Page 248 of The Crown's Awakening


Font Size:

"I will do all decorum demands, Asha Bear," he says quietly. "I hope you bring everyone to their knees when we arrive."

Then, after a pause, lower: "It makes it all the sweeter when I get you to myself. And you are no longer queen. You are simply mine."

After everything this road has held, I cannot believe something still flutters in my chest at that. My cheeks warm. I say nothing because there is nothing to say that would not give him entirely too much satisfaction.

I ride ahead.

CHAPTER 73

In the Distance

The mountains release us slowly. The cold does not break so much as thin, the air losing its particular sharpness as the path descends and the passes widen and the grey overhead begins to carry more light than it has in two days.

I feel it from inside the transport, through the fabric walls, through the particular change in the way sound moves around us. Kiss feels it too. She turns her face toward the covered opening, alert in a way that is already entirely her own, and I pull her closer against my chest and let her look.

Ari sleeps against my other side, one small fist curled against my collarbone, entirely unbothered by everything the last several hours have held. I envy him that.

Cambra sits across from me, watchful as always. Saurin is beside her, her head tipped back against the transport wall, her eyes closed. She has not moved since we left the attack site. Her skin is too pale and her breathing too careful and I have been watching the rise and fall of her chest without meaning to, the way you watch something you are not certain will continue.

"Saurin," I say quietly.

Her eyes open. It takes a moment. "I am here," she says, the words coming out thinner than her usual voice.

She does not close her eyes again. She looks at me with the attention of someone who has been turning something over and has decided it cannot wait.

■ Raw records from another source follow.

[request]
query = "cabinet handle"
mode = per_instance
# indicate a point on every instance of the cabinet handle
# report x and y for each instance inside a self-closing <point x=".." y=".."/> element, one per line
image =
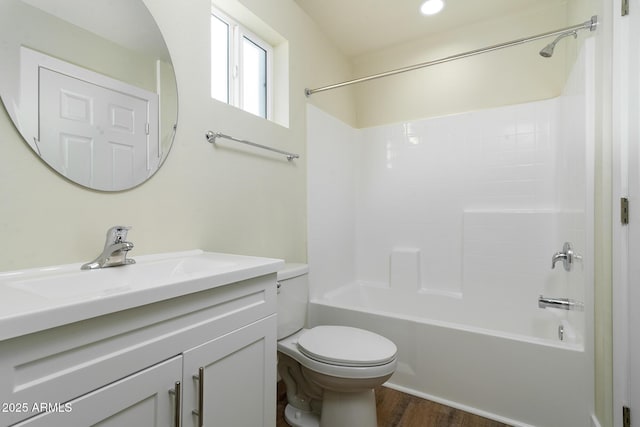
<point x="177" y="404"/>
<point x="200" y="411"/>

"The ones on the road," I say, before she can speak. "They were deathmages."

"Yes."

"We saw one in Alarna. One." I look at her. "There were more than a dozen on that path."

Saurin is quiet for a moment. "One is a tool," she says. "A placed thing. Something left behind." She looks down briefly. "What was on that road was a deployment. Someone built them, bound them, dressed them in glamours, and sent them to a specific location on a specific route." A pause. "They knew where we would be."

The transport moves beneath us, the cold pressing at the fabric walls.

"The words they used," I say. "They knew my name. My title."

"Yes."

Saurin says nothing further for a moment. But something in her face tells me she is filing it away the same way I am.

"Who does this?” I ask. "Who has the power to build something like that and control it from a distance?”

"I do not know who sent them," she says carefully. "But the construction, the precision of the glamours, the number of them held at once." She meets my eyes. "That is not a small power. Whoever it is has resources and reach and they used both to find us in the middle of the Gyarin mountains." A pause. "That is what concerns me more than the deathmages themselves."

The children breathe against me in the quiet that follows. I do not say the rest of it aloud. If someone knew our route, it did not come from the mountains. Cambra looks at me across the children. I look back at her. Neither of us says anything. We do not need to.

Outside, Colsar's horse keeps pace with the transport. I do not need to see him to know where he is. I have learned the sound of him, the particular way the Avanki nearest the transport adjust when he rides close. For now we have this. The path. The cold. His horse beside ours.

It is enough.

The Veynar soldiers appear from behind the last curve of the pass in loose formation, forty or more, their armor carrying the wear of men who have not seen a city in months. Cold and something harder to name worked into the lines of them.

Rorin rides at the front.

I pull the fabric back far enough to find Colsar. "You planned this," I murmur. "Putting them behind us, and the Shalvar soldiers behind them. You kept them protected on both ends.”

He does not look away from the pass. "Yes. They are weak from what they have been through, and they deserve our protection.”